« (...) Tudo vai passar pela expressão generalizada do bilinguismo: a língua materna e um segundo idioma. E, para este, o inglês tomou definitivamente a dianteira, enquanto a língua mais universal e “neutra”, na falta de um qualquer esperanto que fracassou. (...)»
A União Europeia tem 24 línguas oficiais e de trabalho: 5 românicas (português, francês, espanhol, italiano e romeno), 5 germânicas (inglês, alemão, neerlandês, sueco e dinamarquês), 8 eslavas (polaco, checo, eslovaco, búlgaro, lituano, letão, croata e esloveno), 3 fino-úgricas (húngaro, finlandês e estoniano), 1 céltica (gaélico irlandês), a helénica (grego) e uma semita próxima do árabe, mas escrita em caracteres latinos (maltês).
Se a estes 24 idiomas oficiais juntarmos outras expressões com algum peso histórico, étnico, político ou regional, a “torre de Babel” ainda mais se complica. Citando apenas algumas das mais conhecidas: catalão e galês (consideradas línguas co-oficiais), corso, sardo, bretão, gaélico escocês, basco, luxemburguês, albanês, língua cigana (romani).
Consumado o Brexit, só quatro línguas se repetirão: o alemão (Alemanha e Áustria), o francês (França, Bélgica na Valónia e Luxemburgo), o neerlandês (Holanda e Bélgica na Flandres) e o grego (Grécia e Chipre).
Com a saída do Reino Unido, o inglês – a língua franca da globalização – fica numa posição política algo estranha. Só a Irlanda, e vá lá, Malta, o terão como idioma oficial, ainda que a par do gaélico e do maltês. Como se irá acomodar esta questão, sabendo-se que, nos dias de hoje, a língua que faz a ponte entre os diferentes e múltiplos idiomas continuará a ser o inglês?
Por curiosidade, em termos populacionais o “pódio linguístico” da União passará a ser o seguinte: em 1.º lugar, o alemão (90 milhões de pessoas), em 2.º lugar, o francês (72 milhões) e em 3.º lugar, o italiano (61 milhões). O inglês representado apenas (e parcialmente) pela Irlanda e Malta surge em 18.º lugar (4,5 milhões).
Segundo o sitio da União Europeia, há nos serviços da Comissão cerca de 1750 linguistas e 600 membros de pessoal de apoio, 600 intérpretes a tempo inteiro e 3000 intérpretes externos. Feitas as contas, os possíveis arranjos entre as línguas, para efeitos de tradução e de interpretação, são 552!

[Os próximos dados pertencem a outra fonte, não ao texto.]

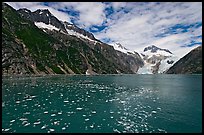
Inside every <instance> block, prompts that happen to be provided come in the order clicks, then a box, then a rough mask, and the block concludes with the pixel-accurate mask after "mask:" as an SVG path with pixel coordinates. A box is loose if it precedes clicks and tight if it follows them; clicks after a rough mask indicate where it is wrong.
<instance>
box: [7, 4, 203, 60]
mask: <svg viewBox="0 0 204 135" xmlns="http://www.w3.org/2000/svg"><path fill="white" fill-rule="evenodd" d="M8 4H9V5H11V6H12V7H14V8H15V9H19V8H28V9H30V10H31V11H35V10H36V9H49V10H50V12H51V13H52V14H53V15H55V16H56V17H57V18H58V19H59V20H62V21H68V22H71V23H74V24H75V25H77V26H78V27H81V28H83V29H85V30H88V31H90V32H92V33H93V34H94V35H95V37H96V38H97V39H99V40H102V41H103V42H106V43H108V44H114V43H116V42H119V43H121V44H122V45H123V46H125V47H126V48H128V49H130V50H135V51H137V52H140V51H142V50H143V49H144V48H145V47H146V46H148V45H152V44H154V45H156V46H158V47H161V48H167V49H169V50H170V51H172V52H173V53H174V54H175V55H177V56H179V57H181V56H183V55H185V54H186V53H187V52H189V51H190V50H191V49H193V48H195V47H197V46H198V45H201V44H202V3H201V2H183V3H182V2H161V3H160V2H54V3H53V2H46V3H45V2H44V3H43V2H8Z"/></svg>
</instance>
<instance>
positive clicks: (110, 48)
mask: <svg viewBox="0 0 204 135" xmlns="http://www.w3.org/2000/svg"><path fill="white" fill-rule="evenodd" d="M141 64H143V63H142V61H141V58H140V56H139V55H137V54H132V55H128V54H125V53H122V52H118V51H116V50H115V49H114V48H113V47H112V46H110V45H107V44H105V43H102V42H101V41H99V40H97V39H95V37H94V36H93V34H91V33H89V32H87V31H85V30H83V29H80V28H78V27H77V26H75V25H73V24H69V23H67V22H61V21H59V20H58V19H57V18H56V17H54V16H53V15H52V14H51V13H50V12H49V11H48V10H37V11H35V12H31V11H29V10H28V9H20V10H18V12H17V11H16V10H15V9H13V8H12V7H10V6H9V5H7V4H5V3H3V4H2V67H3V69H2V72H3V74H86V73H87V74H117V73H135V72H136V71H137V69H138V68H139V66H141Z"/></svg>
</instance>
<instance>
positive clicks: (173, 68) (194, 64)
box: [166, 46, 202, 74]
mask: <svg viewBox="0 0 204 135" xmlns="http://www.w3.org/2000/svg"><path fill="white" fill-rule="evenodd" d="M166 73H167V74H202V46H199V47H197V48H195V49H193V50H191V51H190V52H189V53H188V54H186V55H185V56H184V57H182V58H181V59H180V60H178V61H177V62H176V63H175V64H174V65H173V66H172V67H171V68H170V69H169V70H168V71H167V72H166Z"/></svg>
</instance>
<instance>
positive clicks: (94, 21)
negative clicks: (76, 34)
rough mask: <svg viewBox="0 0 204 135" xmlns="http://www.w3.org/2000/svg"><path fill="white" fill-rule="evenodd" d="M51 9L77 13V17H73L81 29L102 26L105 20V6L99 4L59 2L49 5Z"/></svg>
mask: <svg viewBox="0 0 204 135" xmlns="http://www.w3.org/2000/svg"><path fill="white" fill-rule="evenodd" d="M50 6H51V7H53V8H55V9H63V10H64V9H66V8H67V9H66V10H74V11H77V12H79V17H78V18H77V17H76V16H75V22H76V23H77V24H78V25H79V26H81V27H83V28H87V27H90V26H92V25H102V24H103V22H104V21H105V20H106V16H105V12H104V10H105V7H106V5H105V4H103V3H99V2H63V3H61V2H59V3H53V4H52V3H51V4H50Z"/></svg>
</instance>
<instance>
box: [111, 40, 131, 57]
mask: <svg viewBox="0 0 204 135" xmlns="http://www.w3.org/2000/svg"><path fill="white" fill-rule="evenodd" d="M111 45H112V46H113V48H114V49H115V50H118V51H120V52H123V53H126V54H130V53H133V54H134V53H135V52H134V51H131V50H129V49H127V48H126V47H124V46H123V45H121V44H120V43H118V42H117V43H115V44H111Z"/></svg>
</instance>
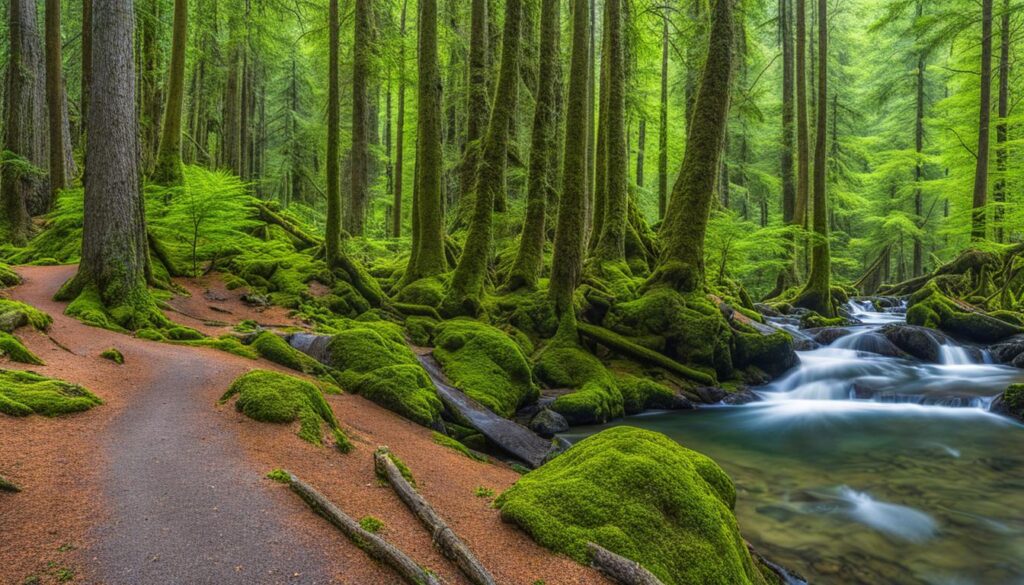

Lembro-me de, em algumas reuniões em que participei, como no ECOFIN, a diferença de tempo entre a intervenção original e a tradução (às vezes, imperfeita, senão mesmo errada) ser longuíssima e de muito se perder nesse ínterim. Por exemplo, passar de lituano para português ou de finlandês para grego, implica, julgo eu, passar por uma língua intermédia (em geral, o inglês) para, por fim, chegar ao destino dos receptores.
A pluralidade e diversidade linguísticas na União são uma riqueza, ao mesmo tempo que ainda constituem uma barreira para o seu entrosamento, apesar de o inglês – agora francamente minoritário – ser o meio privilegiado de comunicação. Talvez a solução esteja na imagem das faces do poliedro dada pelo Papa Francisco: «A união de todas as parcialidades que, na unidade, mantém a originalidade das parcialidades individuais. Nele (poliedro), nada se dissolve, nada se destrói, nada se domina, tudo se integra».
Por outras palavras, e sobretudo para as gerações mais novas e vindouras, tudo vai passar pela expressão generalizada do bilinguismo: a língua materna e um segundo idioma. E, para este, o inglês tomou definitivamente a dianteira, enquanto a língua mais universal e “neutra”, na falta de um qualquer esperanto que fracassou.
Termino citando um texto publicado no "Público" no passado dia 1 de Julho e intitulado “As línguas na Europa: o que mudará com o Brexit: «Nesta área o que faz falta à Europa é uma abordagem de política linguística que vá além da opção “por defeito” da simples submissão à hegemonia e ao domínio do inglês». Esta abordagem do multilinguismo só pode nascer de um debate aberto e democrático sobre o nosso futuro linguístico enquanto europeus.